Toni sedang mengerjakan PR Matematika bersama ibunya di ruang keluarga saat
Stefanus Rachmat Hadi Purnomo masuk sambil mendesah. Antonius Padua Hadi
Purnomo, yang dipanggil Toni, adalah siswa SD St. Fransiskus Asisi kelas satu.
Toni dan ibunya, Monika Fitria Handayani, segera menghentikan aktivitas mereka
sementara. Lirikan mata ibu dan anak itu mengikuti langkah kaki Stefanus hingga
di sofa. Persis di depan mereka.
Stefanus menghempaskan tubuhnya di sofa itu sambil meletakkan map berkas di
atas meja, di samping lembaran tugas Toni. Ia merentangkan kedua tangannya di
bahu sofa sambil menerawang langit-langit rumah, tak peduli pada empat mata
yang sedari tadi mengawasinya.
“Ada apa sih, Pa? Gagal lagi, ya?” Monika mencoba memecah kebekuan.

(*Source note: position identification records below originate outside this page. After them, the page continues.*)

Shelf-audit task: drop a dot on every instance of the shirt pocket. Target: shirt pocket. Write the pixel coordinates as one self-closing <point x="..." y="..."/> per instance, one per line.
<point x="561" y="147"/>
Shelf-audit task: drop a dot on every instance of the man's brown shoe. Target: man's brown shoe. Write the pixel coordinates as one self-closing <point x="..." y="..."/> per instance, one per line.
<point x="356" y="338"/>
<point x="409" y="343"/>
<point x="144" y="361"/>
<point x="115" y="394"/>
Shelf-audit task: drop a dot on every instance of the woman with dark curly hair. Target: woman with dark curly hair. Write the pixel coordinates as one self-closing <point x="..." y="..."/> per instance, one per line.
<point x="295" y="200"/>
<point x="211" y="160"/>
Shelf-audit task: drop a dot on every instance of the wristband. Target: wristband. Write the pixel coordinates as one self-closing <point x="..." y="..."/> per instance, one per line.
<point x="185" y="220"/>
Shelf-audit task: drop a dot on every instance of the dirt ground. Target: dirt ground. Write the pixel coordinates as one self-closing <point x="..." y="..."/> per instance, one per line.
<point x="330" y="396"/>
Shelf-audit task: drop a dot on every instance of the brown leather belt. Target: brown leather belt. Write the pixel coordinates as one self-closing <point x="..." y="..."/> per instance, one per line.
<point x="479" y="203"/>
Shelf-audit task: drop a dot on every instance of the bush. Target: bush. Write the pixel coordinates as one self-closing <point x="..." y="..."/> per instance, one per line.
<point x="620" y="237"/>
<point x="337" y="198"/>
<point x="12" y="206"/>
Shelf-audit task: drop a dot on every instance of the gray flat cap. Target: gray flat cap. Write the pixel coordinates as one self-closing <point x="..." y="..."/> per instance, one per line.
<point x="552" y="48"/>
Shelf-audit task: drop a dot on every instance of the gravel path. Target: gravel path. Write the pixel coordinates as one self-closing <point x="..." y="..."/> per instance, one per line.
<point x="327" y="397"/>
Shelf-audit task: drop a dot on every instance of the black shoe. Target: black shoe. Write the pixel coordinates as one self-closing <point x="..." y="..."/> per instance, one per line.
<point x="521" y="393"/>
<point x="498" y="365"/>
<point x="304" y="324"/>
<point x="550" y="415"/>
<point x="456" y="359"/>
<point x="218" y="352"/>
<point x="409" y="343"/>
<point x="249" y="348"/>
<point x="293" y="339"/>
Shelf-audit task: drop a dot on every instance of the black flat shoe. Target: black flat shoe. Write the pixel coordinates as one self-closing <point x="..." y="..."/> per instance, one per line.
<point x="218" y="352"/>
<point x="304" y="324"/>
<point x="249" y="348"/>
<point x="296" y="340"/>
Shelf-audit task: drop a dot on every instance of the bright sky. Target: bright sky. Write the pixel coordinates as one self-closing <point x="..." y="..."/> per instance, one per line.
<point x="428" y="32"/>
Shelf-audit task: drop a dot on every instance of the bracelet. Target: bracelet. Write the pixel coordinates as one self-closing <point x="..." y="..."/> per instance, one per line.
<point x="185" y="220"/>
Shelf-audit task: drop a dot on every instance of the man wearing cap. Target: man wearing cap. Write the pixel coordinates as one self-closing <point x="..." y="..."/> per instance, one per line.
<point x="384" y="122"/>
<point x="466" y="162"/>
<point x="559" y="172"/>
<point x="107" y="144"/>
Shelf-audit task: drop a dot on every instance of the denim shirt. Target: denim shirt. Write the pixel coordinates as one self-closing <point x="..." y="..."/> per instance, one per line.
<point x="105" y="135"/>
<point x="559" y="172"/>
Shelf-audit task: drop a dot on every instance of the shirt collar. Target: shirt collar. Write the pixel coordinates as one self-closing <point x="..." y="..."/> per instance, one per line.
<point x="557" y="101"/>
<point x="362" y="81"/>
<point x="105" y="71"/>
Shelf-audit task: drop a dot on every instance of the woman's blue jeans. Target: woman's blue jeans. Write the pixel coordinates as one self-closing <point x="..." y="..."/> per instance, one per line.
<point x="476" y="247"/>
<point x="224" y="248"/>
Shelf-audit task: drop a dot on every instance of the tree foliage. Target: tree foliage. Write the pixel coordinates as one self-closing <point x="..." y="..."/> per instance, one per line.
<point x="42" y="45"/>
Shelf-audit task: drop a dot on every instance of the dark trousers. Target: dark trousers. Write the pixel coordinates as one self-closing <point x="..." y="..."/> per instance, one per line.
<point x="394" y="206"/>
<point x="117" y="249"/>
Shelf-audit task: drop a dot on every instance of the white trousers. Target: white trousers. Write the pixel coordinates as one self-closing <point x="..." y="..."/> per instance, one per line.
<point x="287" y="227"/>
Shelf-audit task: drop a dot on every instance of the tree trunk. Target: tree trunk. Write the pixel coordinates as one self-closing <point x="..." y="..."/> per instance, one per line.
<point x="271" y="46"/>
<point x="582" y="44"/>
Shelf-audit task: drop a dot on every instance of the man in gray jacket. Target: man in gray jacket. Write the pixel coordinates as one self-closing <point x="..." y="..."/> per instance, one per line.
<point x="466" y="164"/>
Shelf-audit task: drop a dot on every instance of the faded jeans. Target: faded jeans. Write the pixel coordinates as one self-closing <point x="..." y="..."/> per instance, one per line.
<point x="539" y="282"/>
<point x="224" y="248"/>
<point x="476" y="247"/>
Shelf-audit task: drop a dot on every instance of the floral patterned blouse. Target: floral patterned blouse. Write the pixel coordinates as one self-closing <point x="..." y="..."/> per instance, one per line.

“Yah…,” jawab Stefanus singkat sambil mendesah. “Kami tak tahu apa sih
maunya mereka. Semua tuntutan dalam SKB sudah dipenuhi, eh malah
dicurigai ada pemalsuan tandatanganlah, permainan uanglah, inilah, itulah.”
Stefanus terus merocos menumpahkan unek-unek kekesalannya atas penolakan izin
pembangunan gedung gereja di parokinya.
***
Penolakan itu bukan baru terjadi satu atau dua kali saja, melainkan sudah
berkali-kali. Sudah enam tahun panitia pembangunan berjuang untuk mendapatkan
IMB, namun yang didapat hanyalah penolakan.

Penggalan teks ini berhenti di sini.